The combination of mechanisms which underlie mechanical adaptation are even today little understood. The wide range of physical stimuli to which cells may be subjected, as well as the diversity of biological responses and the possible interactions between the different types of cells involved in the process increase exponentially the complexity of studying the mechanisms involved. The use of animal models has helped advance understanding of the mechanobiology, although on occasion the results are difficult to interpret, mainly due to the impossibility of isolating other biophysical components of the load applied, or because of the difficulty in the choice of an appropriate mechanical stimulus. There have been various advances in this field achieved through the use of in vitro techniques, since these provide greater control of the different factors which may have an influence on the response. However, these experiments eliminate the natural environment of the bone in which the mechanosensory cells are found. It seems, therefore, that it will be necessary to approach its study from various experimental angles, combining the investigation of individual molecules in certain types of cells, with functional studies in animals. Although not mentioned earlier, since it was not the objective of this review, it is nevertheless important to take into account role that muscle, and in particular the factors produced by this tissue, may have in mechanical adaptation36.

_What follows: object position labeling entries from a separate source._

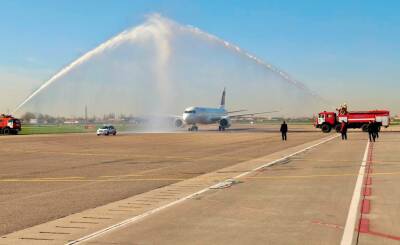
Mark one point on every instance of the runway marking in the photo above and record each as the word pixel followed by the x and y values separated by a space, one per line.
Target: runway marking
pixel 82 179
pixel 349 228
pixel 156 210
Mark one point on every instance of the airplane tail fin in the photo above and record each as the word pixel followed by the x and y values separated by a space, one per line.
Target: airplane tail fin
pixel 223 99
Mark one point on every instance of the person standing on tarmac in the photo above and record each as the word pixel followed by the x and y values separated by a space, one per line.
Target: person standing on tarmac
pixel 343 130
pixel 284 129
pixel 376 127
pixel 371 131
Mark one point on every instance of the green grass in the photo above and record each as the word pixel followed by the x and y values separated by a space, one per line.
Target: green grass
pixel 53 129
pixel 64 128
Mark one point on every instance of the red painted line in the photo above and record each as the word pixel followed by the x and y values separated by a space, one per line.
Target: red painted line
pixel 367 191
pixel 318 222
pixel 364 225
pixel 366 206
pixel 397 238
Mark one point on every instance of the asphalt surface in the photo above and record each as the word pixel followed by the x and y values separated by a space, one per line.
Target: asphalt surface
pixel 47 177
pixel 302 200
pixel 313 189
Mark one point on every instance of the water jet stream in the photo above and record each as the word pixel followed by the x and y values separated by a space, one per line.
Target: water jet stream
pixel 160 28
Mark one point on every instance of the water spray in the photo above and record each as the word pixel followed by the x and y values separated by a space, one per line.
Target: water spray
pixel 156 27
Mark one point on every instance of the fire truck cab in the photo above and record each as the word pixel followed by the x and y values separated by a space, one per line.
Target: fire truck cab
pixel 9 125
pixel 327 121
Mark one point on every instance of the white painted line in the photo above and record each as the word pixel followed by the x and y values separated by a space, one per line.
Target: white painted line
pixel 349 229
pixel 141 216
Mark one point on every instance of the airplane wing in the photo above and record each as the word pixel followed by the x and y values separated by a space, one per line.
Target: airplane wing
pixel 229 112
pixel 251 114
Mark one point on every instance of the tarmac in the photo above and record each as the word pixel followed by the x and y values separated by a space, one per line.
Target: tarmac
pixel 203 188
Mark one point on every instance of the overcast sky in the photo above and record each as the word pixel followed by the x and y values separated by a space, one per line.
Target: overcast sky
pixel 347 51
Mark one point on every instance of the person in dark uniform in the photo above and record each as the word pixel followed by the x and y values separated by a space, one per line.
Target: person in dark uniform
pixel 343 130
pixel 371 131
pixel 284 129
pixel 376 127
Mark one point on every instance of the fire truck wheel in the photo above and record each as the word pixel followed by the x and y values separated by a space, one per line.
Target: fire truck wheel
pixel 326 128
pixel 364 128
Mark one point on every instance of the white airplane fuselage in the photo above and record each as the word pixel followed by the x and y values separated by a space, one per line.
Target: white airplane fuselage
pixel 203 115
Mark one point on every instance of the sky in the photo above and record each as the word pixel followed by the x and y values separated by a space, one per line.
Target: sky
pixel 347 51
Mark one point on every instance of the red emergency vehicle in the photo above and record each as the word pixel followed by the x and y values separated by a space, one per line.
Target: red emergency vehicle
pixel 9 124
pixel 327 121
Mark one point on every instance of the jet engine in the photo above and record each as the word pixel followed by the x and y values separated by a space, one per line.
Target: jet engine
pixel 178 123
pixel 224 123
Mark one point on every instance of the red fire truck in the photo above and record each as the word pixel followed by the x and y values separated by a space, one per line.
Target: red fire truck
pixel 9 124
pixel 327 121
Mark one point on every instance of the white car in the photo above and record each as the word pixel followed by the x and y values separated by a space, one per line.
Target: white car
pixel 106 130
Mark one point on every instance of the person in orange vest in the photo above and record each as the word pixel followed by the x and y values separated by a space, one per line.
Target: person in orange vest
pixel 343 130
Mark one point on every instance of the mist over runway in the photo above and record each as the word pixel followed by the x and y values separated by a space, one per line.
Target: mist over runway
pixel 161 67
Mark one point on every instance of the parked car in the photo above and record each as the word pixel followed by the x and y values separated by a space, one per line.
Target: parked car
pixel 106 130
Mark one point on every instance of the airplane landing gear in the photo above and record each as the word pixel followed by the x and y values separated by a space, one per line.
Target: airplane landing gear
pixel 193 128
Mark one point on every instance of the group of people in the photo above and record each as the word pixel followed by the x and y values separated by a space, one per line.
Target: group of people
pixel 372 129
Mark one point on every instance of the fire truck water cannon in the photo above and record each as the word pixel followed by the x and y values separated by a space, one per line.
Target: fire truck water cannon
pixel 327 121
pixel 9 124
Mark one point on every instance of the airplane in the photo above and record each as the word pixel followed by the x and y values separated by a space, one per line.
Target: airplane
pixel 204 115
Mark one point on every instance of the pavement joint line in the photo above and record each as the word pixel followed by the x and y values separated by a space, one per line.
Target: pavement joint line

There is no doubt that the study and understanding of the molecular mechanisms which regulate the capacity of bone to respond to functional demand may lead to the development of new and more effective therapeutic strategies for musculo-skeletal disorders , covering a wide range from the establishment of optimum physical exercise regimes to medicines which take advantage of the main signalling pathways involved in mechanical adaptation.
Financing: Jesus Delgado-Calle has a predoctoral fellowship IFIMAV. The authors declare no conflict of interest.